Todas las referencias que hacemos en esta guía están tomadas de la edición de la obra que hemos propuesto: La Celestina, adaptación de Eduardo Alonso, editorial Vicens Vives, colección Clásicos Adaptados.

También tenemos en cuenta la guía que incluye tu libro de texto, a partir de la pág. 235.

Te será muy útil ver y escuchar atentamente este vídeo: La Celestina. En media hora aprox. recoge una introducción de Fco. Rico, un gran experto en nuestra literatura clásica, y escenas clave del desarrollo de la acción, en una versión teatral hecha para TVE.

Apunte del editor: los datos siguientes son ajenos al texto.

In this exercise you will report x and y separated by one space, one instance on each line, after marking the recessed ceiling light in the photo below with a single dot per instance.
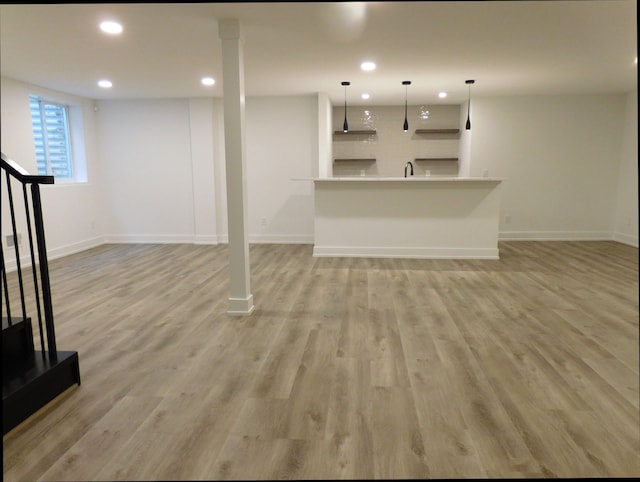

Y en la Biblioteca Virtual Cervantes, encontrarás todo sobre la obra: La Celestina

Carta del autor a un amigo (págs. 37-38)

Rojas nos informa, en carta dirigida  a un amigo (quizá benefactor), de la existencia de un Primer Acto que él mismo en­contró ya escrito. Su calidad y sus valores moralizadores, dice, le han ani­mado a continuarlo,  y los resultados son esta Tragicomedia.

Prólogo a la Tragicomedia

Como en las comedias humanísticas, Rojas escribe un prólogo explicativo a modo de presentación. Fue añadido en la 3ª edición y en él se refiere el autor a los entusiasmos y rechazos que ha despertado su obra.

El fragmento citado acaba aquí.